Well I guess the guys doing bad are from a bad dealer. If you can demonstrate you keep em well dump em back on the dealer. If he/she will not accept em back well I guess you know do not go back there again.


----------



## Shill (Mar 10, 2008)

Yes, the two that are sick were in the bags from the online store. they came in the mail two weeks ago Friday. I had treated with Jungle Parasite Clear. I used up the box and that was that.

I'd say I've been watching them off and on for a few days. Sometimes they come out and swim a little but they just aren't behaving like the others. I am not sure how long they haven't been eating as I have trouble just counting them all to make sure they are all there. They all move so much! I think one of them (they hide in different places and I'm not positive it was one of these two) got a NLS pellet that hit the bottom. Sucked it up and spit it out just like it was poop. Couldn't figure out why he'd bother to taste it if he didn't want it to begin with. But during feeding time, at least yesterday and today, they don't even come out when I drop the food.


----------



## Shill (Mar 10, 2008)

I will say they may have been severely stressed when they arrived. I'm NOT sure though. I ordered from a VERY reputable place that has gotten rave reviews on this site.

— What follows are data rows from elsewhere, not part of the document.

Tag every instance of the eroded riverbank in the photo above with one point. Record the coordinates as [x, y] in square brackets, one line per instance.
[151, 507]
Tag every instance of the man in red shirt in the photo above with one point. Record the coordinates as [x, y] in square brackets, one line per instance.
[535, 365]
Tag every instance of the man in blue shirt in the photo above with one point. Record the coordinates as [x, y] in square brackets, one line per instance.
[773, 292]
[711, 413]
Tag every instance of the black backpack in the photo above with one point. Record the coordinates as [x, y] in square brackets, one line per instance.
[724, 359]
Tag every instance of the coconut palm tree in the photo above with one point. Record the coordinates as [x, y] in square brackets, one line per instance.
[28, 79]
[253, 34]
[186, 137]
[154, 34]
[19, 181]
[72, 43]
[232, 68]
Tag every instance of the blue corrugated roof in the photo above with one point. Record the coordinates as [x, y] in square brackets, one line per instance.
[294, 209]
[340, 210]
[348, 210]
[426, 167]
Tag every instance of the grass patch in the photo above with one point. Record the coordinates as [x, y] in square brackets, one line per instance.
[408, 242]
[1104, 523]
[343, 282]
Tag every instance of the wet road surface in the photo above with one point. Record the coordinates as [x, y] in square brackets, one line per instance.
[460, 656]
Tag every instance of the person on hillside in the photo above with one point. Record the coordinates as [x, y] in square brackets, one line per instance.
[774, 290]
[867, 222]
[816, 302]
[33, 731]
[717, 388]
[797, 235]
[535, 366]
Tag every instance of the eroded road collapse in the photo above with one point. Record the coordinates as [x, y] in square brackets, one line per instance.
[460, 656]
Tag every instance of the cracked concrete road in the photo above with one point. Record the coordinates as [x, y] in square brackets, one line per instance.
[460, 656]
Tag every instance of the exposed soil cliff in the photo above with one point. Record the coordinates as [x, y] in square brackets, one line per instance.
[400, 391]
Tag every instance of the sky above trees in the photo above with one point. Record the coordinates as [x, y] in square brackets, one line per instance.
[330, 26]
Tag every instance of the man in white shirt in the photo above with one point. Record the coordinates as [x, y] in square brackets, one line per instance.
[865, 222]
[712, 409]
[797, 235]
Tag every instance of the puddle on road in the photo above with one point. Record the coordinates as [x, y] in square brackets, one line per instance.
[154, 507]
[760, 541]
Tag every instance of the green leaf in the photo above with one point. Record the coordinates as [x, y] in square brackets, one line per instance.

However, I called him the day they arrived because I had a couple of questions. He told me that he had tried a new system for shipping this batch and I was a "test". He got new breathable bags that exchange carbon dioxide and oxygen. They seemed kind of weak. The bottom of the box was all wet when it arrived and the Fed Ex lady had put the whole box in a garbage bag to keep her truck dry.

When I opened it up, there were 2 bags that had popped, one that had lost a significant amount of water, another that had lost some water, and one that had a stretch mark in it like it was being squeezed and the pressure was pushing out at that point. I'd say another few hours and that bag would have gone too.

The one dem that was in the bag with very little water died about 2-3 days later. I've been treating with something almost every day since they arrived. I have to admit. I'm have a LOT more trouble with my shipped fish than I did with my lfs fish.


----------



## ccol74 (Aug 13, 2006)

Your not the only who has trouble with shipped fish. I too seem to get a lot more casualties with shipped fish than with local fish.


----------



## Shill (Mar 10, 2008)

One of the dems died.


----------